Написать словарьВозьмем близкий к делу пример: вам была бы дана задача изложить начала, основания, на коих должна бы основываться обработка языка каких-нибудь островитян Тихого океана; предполагается преобразовать, перевоспитать дикарей, дать им грамоту, понятия образованные и приспособить к этому всему их младенческий лепет… Чем бы вы начали?…Конечно, следовало бы приступить первоначально к изучению языка, грубого, дикого, бедного, необработанного, каков он ни есть, и… изучив дух, свойства и потребности языка, строить на этом основании далее. То же самое предстоит теперь нам (2002а: 424).
По образованию Владимир Даль был морским офицером и военным врачом; он также стал инженером, этнографом, лингвистом, чиновником и писателем. Сын датчанина-лютеранина и француженки-гугенотки, Даль родился в Луганске (территория современной Украины), в колонии, которую создали в середине XVIII века выходцы с Балкан. Потом инженер-шотландец нашел рядом с этой колонией месторождения угля и руды, и отец Даля, учившийся богословию в Германии, приехал в Луганск работать лекарем на горном заводе. Русскому Владимир научился от матери-француженки, которая родилась в Санкт-Петербурге и говорила на пяти языках. Даль прекрасно писал по-русски, но своим интересом к языку он отчасти был обязан иностранному происхождению. Автор самого знаменитого словаря русского языка, Даль проделал большую часть своей огромной работы над ним вдали от русской глубинки. Информацию он получал от солдат, ремесленников и других простолюдинов, вместе с ним участвовавших в имперских походах. Он опубликовал также многотомное издание русских сказок, которые он, по его словам, услышал от простого народа и записал во время путешествий. Вместе с Пушкиным Даль обследовал оренбуржские степи, ища свидетелей Пугачевского восстания. Как друг и врач, он был рядом с Пушкиным в последние часы его жизни.

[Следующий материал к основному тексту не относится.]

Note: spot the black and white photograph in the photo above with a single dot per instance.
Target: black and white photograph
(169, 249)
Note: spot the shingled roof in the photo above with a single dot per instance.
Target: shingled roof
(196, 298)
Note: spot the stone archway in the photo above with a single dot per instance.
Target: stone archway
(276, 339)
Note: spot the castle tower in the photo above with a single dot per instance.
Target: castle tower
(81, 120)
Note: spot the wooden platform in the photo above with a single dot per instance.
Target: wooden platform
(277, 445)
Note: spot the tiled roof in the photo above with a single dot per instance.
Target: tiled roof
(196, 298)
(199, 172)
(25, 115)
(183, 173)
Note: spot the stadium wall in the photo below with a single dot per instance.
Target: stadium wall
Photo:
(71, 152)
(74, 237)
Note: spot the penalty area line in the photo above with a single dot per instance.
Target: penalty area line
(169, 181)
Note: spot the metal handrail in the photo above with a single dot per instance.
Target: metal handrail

Даль начал работу над словарем в 1819 году во время флотской службы на Балтийском море: беседуя с матросами, он записывал неизвестные ему слова. Он пополнил свою коллекцию, участвуя в кампаниях в Польше, Турции и Средней Азии как военный врач. Основная часть работы по составлению словаря пришлась на годы гражданской службы в Оренбурге, на подвижной границе империи. Как штабной офицер он принял участие в военном походе в Хиву в 1839–1840. Экспедиция была плохо спланирована и обернулась трагическим поражением, но она открыла путь к российской колонизации Средней Азии. Даль завершил Словарь уже в Петербурге, в должности главы Особой канцелярии министра внутренних дел Льва Перовского. В имперской карьере Даля, как и в путях его словаря, творчески сочетались задачи внешней и внутренней колонизации. Его перемещения между географическими точками и бюрократическими офисами повторяли или предсказывали сдвиги между тем, что в этой империи было «внешним» и «внутренним».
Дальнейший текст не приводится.